I have had the same problems, ...Series 2 Tivo, Tivo desktop..and Sonic MyDVD. Build it, try to burn, and the transcoding starts...video...audio..blah blah.. An hour and half or two into this mess, the system crashes and I need to do a manual reboot. I had been using Tivo desktop 2.0. Sonic told me to upgrade to 2.2. They said that might be the problem. I had the same problem with 2.2. I called today, they said, get rid of 2.2, use 2.0.... <UGH!> 

I will say I had been using an external + or - R/RW burner with a -R and -RW DVD. (I have old DVD Players..only read -R/RW.) I tried to burn a few shows using an internal +R/RW burner. Believe it or not, the system crashed, but it burned the disk. I had to turn the CPU off manually, and reboot, but the disk did burn, and it plays great on a DVD player that reads +R disks. I started the burn right before I left to go have a few drinks with friends. No other apps were running, and I was not on at all.

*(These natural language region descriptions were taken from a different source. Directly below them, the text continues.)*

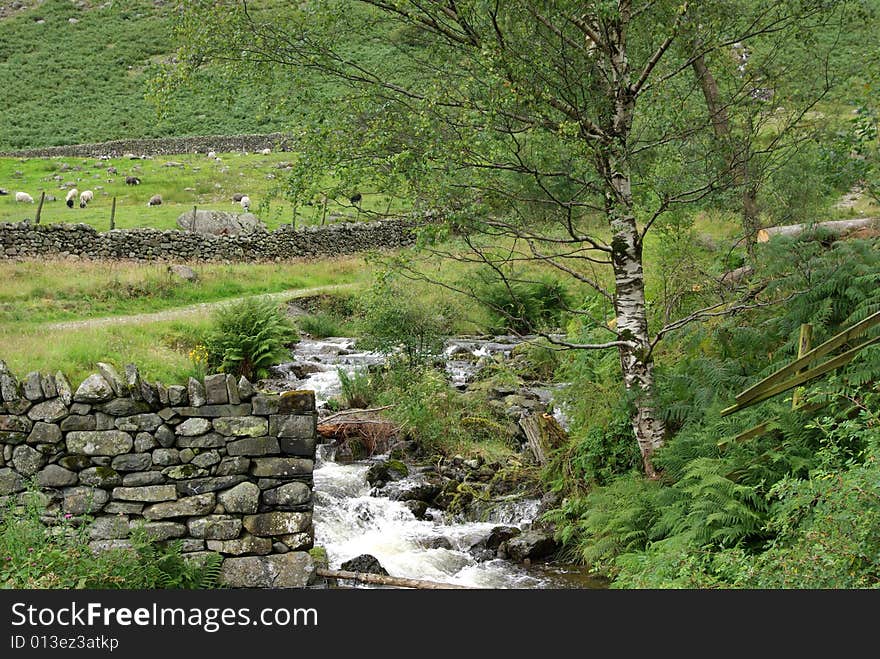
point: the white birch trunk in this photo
(629, 282)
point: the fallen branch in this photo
(355, 411)
(543, 433)
(838, 227)
(385, 580)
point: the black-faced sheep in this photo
(85, 197)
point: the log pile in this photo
(863, 227)
(543, 433)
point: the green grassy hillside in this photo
(74, 75)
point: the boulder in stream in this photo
(531, 545)
(364, 563)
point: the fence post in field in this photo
(40, 207)
(804, 342)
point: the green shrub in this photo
(356, 388)
(320, 325)
(520, 305)
(248, 336)
(391, 320)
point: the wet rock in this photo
(364, 563)
(533, 545)
(419, 509)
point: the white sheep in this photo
(85, 197)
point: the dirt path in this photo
(193, 309)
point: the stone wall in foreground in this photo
(26, 240)
(213, 463)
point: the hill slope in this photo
(79, 72)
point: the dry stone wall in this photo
(161, 146)
(213, 463)
(26, 240)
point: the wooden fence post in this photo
(803, 348)
(40, 207)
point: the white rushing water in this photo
(349, 522)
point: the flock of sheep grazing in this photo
(74, 196)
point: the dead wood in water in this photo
(385, 580)
(543, 433)
(841, 228)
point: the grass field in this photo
(37, 293)
(184, 181)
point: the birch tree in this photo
(549, 131)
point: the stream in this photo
(352, 519)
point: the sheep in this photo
(85, 197)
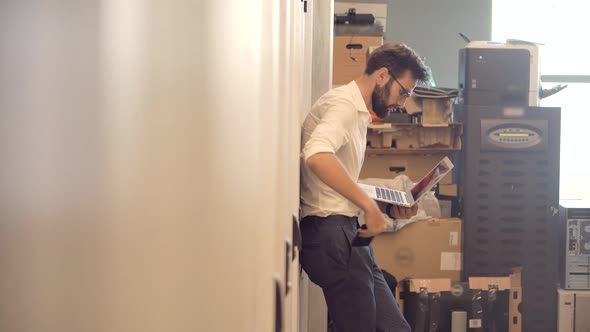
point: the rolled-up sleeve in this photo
(333, 129)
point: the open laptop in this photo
(411, 197)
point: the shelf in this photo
(390, 151)
(377, 126)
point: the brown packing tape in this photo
(448, 190)
(414, 166)
(431, 285)
(515, 319)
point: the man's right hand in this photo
(376, 223)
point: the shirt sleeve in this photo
(333, 130)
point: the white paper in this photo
(450, 261)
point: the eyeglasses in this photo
(406, 94)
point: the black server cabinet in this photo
(509, 178)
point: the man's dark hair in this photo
(397, 58)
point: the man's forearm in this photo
(328, 168)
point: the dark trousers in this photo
(358, 298)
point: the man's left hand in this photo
(401, 212)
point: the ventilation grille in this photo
(507, 225)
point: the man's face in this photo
(392, 94)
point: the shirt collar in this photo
(357, 97)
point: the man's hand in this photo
(401, 212)
(375, 222)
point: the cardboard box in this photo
(414, 166)
(446, 208)
(436, 112)
(350, 56)
(424, 249)
(414, 136)
(448, 190)
(444, 296)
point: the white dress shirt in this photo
(337, 123)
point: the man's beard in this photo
(379, 99)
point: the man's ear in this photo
(381, 76)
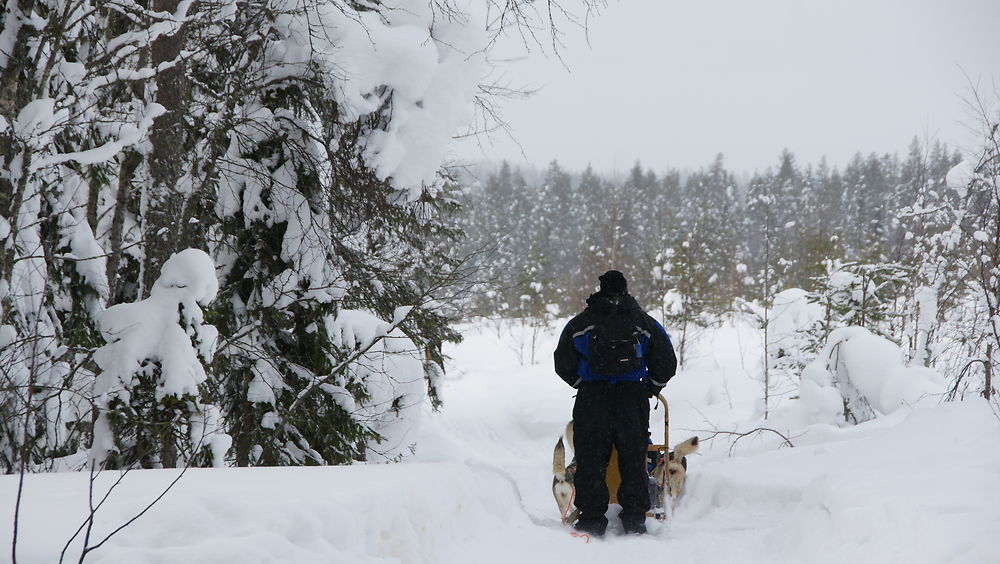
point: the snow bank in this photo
(864, 371)
(415, 513)
(921, 490)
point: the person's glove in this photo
(652, 389)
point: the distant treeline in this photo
(703, 234)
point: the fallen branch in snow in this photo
(712, 433)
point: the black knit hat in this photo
(613, 282)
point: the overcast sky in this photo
(672, 83)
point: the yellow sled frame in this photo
(613, 476)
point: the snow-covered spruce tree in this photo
(153, 403)
(65, 112)
(331, 203)
(978, 223)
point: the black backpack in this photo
(614, 346)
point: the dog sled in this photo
(667, 471)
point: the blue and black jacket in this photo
(656, 353)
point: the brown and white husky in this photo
(564, 489)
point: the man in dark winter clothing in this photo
(617, 357)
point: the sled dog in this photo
(675, 465)
(563, 488)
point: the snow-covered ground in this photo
(919, 485)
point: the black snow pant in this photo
(607, 414)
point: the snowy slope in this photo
(917, 486)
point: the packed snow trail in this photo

After reading the material on here, and spending significant time speaking with Tivo and Sonic, I am convinced this is a waste of time.. Hours to download material from the Tivo to the PC, and hours to burn... Ok, way to much time...  And to think of the money for a program that uh..hello....does not work for apparently many many customers.

Love my Tivo to death, but I can do without this headache... And it is such a good idea. :down: I will continue to monitor this forum for a solution. Make me proud guys!


----------



## zcamanap (Dec 31, 2005)

I had just about given up on MyDVD and was not having any luck with Nero either. After checking the posts here for the umpteenth time with no resolution, I decided to give Sonic support one more try. It was on this visit to Sonic that I realized that I was importing my Tivo files to the program incorrectly. I used the "Get Recorded TV Shows" button to add files to the project and VIOLA! A successful burn. Sonic does acknowledge that if you upgraded from trial version, you may have lost the "Get Recorded TV Shows" button, to get the patch go to Sonic support for MyDVD

Find the subject: MyDVD loses Tivo functionality after upgrading from trial version.
and select TivoToGo Trial version link. This will download the patch. 

Note: This patch is only if you do not have the "Get Recorded TV Shows" button. 

Hope this helps some of you.

BTW, this is my first post here but I have been a longtime user of Tivo. I was restricted from inserting the direct link due to being my first post.


----------



## zcamanap (Dec 31, 2005)

I am using TTG 2.2 so no workaround needed.


----------



## Denvers Dawgs (Sep 26, 2004)

I currently just used the add files feature to add my tivo stuff, but read that using the get recorded tv shows button may help with the bugs(crashing/freezing) when working with tivo files. But 2 problems arise when trying to use the Get Recorded Tv shows button

1. When I click on the Get recorded tv shows icon, it starts to run an install of sorts, but the gives me this Popup dialoge "Another application has exclusive access to to fiel C:\Sonic\Mydvd\Sonic Mydvd Studio Deluxe Suite\sonic log. Shut down all other apps, then hit retry".  
**No other apps are open?

2.After cancelling the previous setup........I then get another popup dialoge, "There are currently no TiVo files available in "C:\Documents and Settings\Owner\My Documents\My TiVo Recordings folder 
**Is there anyway to change this default folder (C:\Documents and Settings\Owner\My Documents\My TiVo Recordings folder ) to be able to use the folder I use on another Hdd, to store my tivo files on, to get the Get recorded tivo shows button to work?


----------